If you have seen the Australian television series “Love Child”, or the British movie, “Philomena”, you may have some idea about what we refer to as Forced Adoptions.

In Australia, like elsewhere in the world, it was common practice in the past to remove newborn babies from mothers who “society” deemed to be unfit parents, often based on moral grounds.  For instance, babies of unwed mothers were taken at birth and given to childless married couples, sometimes without consent of the mother. In other cases, unethical, dishonest, even illegal, methods were used to obtain consent under duress, deception, manipulation or coercion. In some cases, the mothers’ signatures were even forged on consent documents. These practices were carried out by doctors, nurses, social workers and religious figures. The mother’s family members were often complicit in coercing her into the adoption. Mothers were often sent to institutions for the pregnancy, until the baby was born. The treatment they received at these institutions was often harsh and abusive.

Medical treatment during the birth was often poor, sometimes abusive and sometimes involved drugs being administered against the mother’s will. The separation experience at birth for a mother and her baby was often profoundly traumatic for both of them.

Fathers were generally not allowed to visit the mothers during their stay in the institution, and did not see the babies after they were born. Their input or wishes about the child or adoption were often ignored.

Following the removal of children, mothers were discouraged from speaking about their experiences. Even when they did speak out, they were sometimes not believed or even blamed for what happened. Some mothers may not identify their adoption experience as being ‘forced’, because ultimately they may have made the decision. However, the shame and guilt that society cast on parenting outside of marriage, particularly on unwed mothers, made it an almost impossible choice, especially in the peak period of these practices, up until the mid 1970s.

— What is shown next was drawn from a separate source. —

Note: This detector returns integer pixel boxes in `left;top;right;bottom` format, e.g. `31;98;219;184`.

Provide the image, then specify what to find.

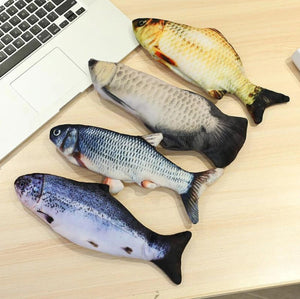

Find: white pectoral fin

Forced Adoptions were commonly “closed adoptions” which meant the original birth certificate, if one was issued, was sealed. This was done so the child couldn’t access it or see the original names written on it. These policies were put in place deliberately to prevent parents and children re-connecting.

People who were adopted had very mixed experiences. Many were denied access to any information about their origins.  Some felt they were abandoned, others were made to feel they should just be grateful for being adopted. Others were not told that they were adopted, sometimes only finding out as adults.

Some people who were adopted had very positive experiences, which can create different challenges for the mother and/or father if they try to re-connect later in life.


Some ongoing impacts of forced adoptions

We know that the impact on the remainder of their lives varied greatly, for many people impacted by forced adoptions, the personal and psychological impacts extend far beyond the adoption itself, leaving significant potential lifelong consequences.


• have a higher likelihood of severe mental disorder and Post Traumatic Stress Disorder

• reported lowered confidence to parent children, often resulting in no further pregnancies

• often had failed relationships with partners, hindering their capacity to create a family after their experience

• reported feeling high levels of shame, and in many cases keeping their experience to themselves for much of their adult lives

• shared that they felt isolated, and confused about wanting to know about their child, despite often being told their child’s life should not be disrupted

• experience trauma relating to reminders of this experience, for example at certain times like birthdays.

People who were adopted

• are more likely to experience mental health disorders, poor wellbeing and higher psychological distress

• are more likely to encounter problems with attachment, identity, abandonment and parenting their own children

• sometimes struggle to find their place of belonging in either family

• reported a need to prove they belong, demonstrate adequacy and validate their existence

• often feel a sense of loss without understanding why (reported after they find out as late discoverers)

• sometimes struggle with bonding and have disrupted attachment experiences as parents.


• may experience mental health issues and symptoms of Post Traumatic Stress Disorder

• may have self esteem issues relating to not being able to effect an outcome at the time of the pregnancy and birth

• may have adverse relationships as they struggle to inform their future families about their experience.

Close family members (brothers and sisters, subsequent partners, or subsequent children of the parents or child)

• may experience a sense of loss or other impacts from a traumatised parent or partner

• may wish to find the answers to important questions about their family

• may be significantly impacted by late discovery of adoption.


Further information

Forced Adoption Practices webpage

Forced Adoptions History Project website

Without Consent exhibition information and videos

National Apology for Forced Adoptions

Forced Adoption specific psychologist training

Following one of the recommendations of the Senate Inquiry into forced adoptions, the Australian Psychological Society (APS) was funded to establish a psychologist training program, specifically to give more appropriate and targeted support to people impacted by forced adoptions.